But on its blog, HUD hit back against reporter Debbie Cenziper‘s overall conclusion, arguing that the HOME program has been largely successful and failures are a hard-to-avoid consequence of a down economy and the level of trust required in awarding block grants.

Sadly, the Post failed to recognize that, in spite of examples of incompetence and outright mismanagement by certain local governments, overall the HOME Program works. For more than a year, HUD provided data and context to Ms. Cenziper and for all this, she failed to recognize the obvious. Yes, there are problems when local communities pick bad developers and it’s no wonder that projects stall or even fail as a consequence. But to lead readers to believe the whole HOME Program is a failure and that HUD is “looking the other way” is just plain wrong.

Let’s put this into context; these delayed projects that the Post cites are a small fraction (approximately 2.5 percent) of 28,000 active developments.
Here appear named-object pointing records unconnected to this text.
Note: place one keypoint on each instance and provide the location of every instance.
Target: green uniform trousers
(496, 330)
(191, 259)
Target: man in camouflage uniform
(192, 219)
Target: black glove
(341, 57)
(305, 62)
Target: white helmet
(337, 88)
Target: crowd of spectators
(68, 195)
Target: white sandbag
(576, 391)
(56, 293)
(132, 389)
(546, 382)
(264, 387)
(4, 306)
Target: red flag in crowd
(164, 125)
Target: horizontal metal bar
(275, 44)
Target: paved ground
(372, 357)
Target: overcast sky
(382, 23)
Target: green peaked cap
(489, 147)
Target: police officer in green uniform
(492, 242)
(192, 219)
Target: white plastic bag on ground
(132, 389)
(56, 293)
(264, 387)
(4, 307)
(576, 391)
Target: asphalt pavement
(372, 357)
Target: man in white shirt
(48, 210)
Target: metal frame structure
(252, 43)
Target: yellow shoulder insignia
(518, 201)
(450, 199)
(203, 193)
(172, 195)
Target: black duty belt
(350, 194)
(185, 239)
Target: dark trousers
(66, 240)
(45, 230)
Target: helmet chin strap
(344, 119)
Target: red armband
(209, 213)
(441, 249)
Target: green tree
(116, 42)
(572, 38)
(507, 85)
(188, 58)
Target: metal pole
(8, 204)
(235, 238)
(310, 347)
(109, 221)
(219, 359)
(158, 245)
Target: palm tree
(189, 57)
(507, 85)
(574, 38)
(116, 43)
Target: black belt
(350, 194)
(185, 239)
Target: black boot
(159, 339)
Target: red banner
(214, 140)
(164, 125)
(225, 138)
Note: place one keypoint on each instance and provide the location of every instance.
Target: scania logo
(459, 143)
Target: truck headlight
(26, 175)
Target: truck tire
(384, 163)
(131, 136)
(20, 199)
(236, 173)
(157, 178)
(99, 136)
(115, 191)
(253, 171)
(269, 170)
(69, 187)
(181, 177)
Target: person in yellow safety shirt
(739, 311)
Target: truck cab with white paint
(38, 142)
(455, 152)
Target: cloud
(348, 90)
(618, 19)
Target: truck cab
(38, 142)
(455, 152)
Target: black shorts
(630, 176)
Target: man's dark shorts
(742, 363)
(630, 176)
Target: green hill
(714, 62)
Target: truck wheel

Many of these open projects are newly constructed single-family homes that remain on the market because we’re in the middle of a housing crisis in this country, a reality that is largely unrecognized in Ms. Cenziper’s reporting. Given complex financing, zoning and environmental requirements, it’s not uncommon for larger multi-family construction projects to take 3-4 years to fully complete. Large-scale rehab projects can easily take two years to finish.

Still, there’s more work to do and we’re doing it. We’ve cut the number of these ‘open activities’ by nearly 60 percent since 2005. In the past two months alone, we’ve cancelled nearly 2,000 stalled projects totaling $290 million! We’re providing technical assistance to local communities as never before. AND we’re forcing repayment of misspent money.

Ms. Cenziper was told time and again that despite the limitations of HUD’s legal authority, we always force repayment of HOME funds when a project isn’t completed. Always. Not sometimes but one hundred percent of the time.

In other words, when projects don’t work out, it’s the fault of local jurisdictions, not the federal overseers.

In the next installment, Cenziper does a deep dive on $3.5 million that HUD loaned to East of the River Community Development Corporation to rehab three apartment buildings. Enthusiastically backed by the Fenty administration, the non-profit bought them at absurdly inflated prices from speculators with criminal backgrounds, and then went bankrupt in 2009 when they couldn’t secure enough private financing to finish the renovations. The CDC blames the economy for killing the deal, the District blames the non-profit for trusting an inflated appraisal, and HUD blames the District for picking an inadequate developer (and then allowing East of the River to pay off its debt with the HUD loan, which is a big no-no). Ultimately, big-time developer William C. Smith stepped in to finish the job.

It’s a similar phenomenon to the one that I’ve discovered looking at the District’s Home Again program, which disposed vacant properties to developers who cherry picked the best ones and let the rest languish, and the troubled renovation of Mayfair Mansions, which was too much for Marshall Heights Community Development Organization. Obviously, it’s a case for going only with the most reputable developers with the greatest capacity and the longest track records—-not the politically connected community organizations that the District just wants to help stay alive. Because at the end of the day, wasted money is everybody’s fault.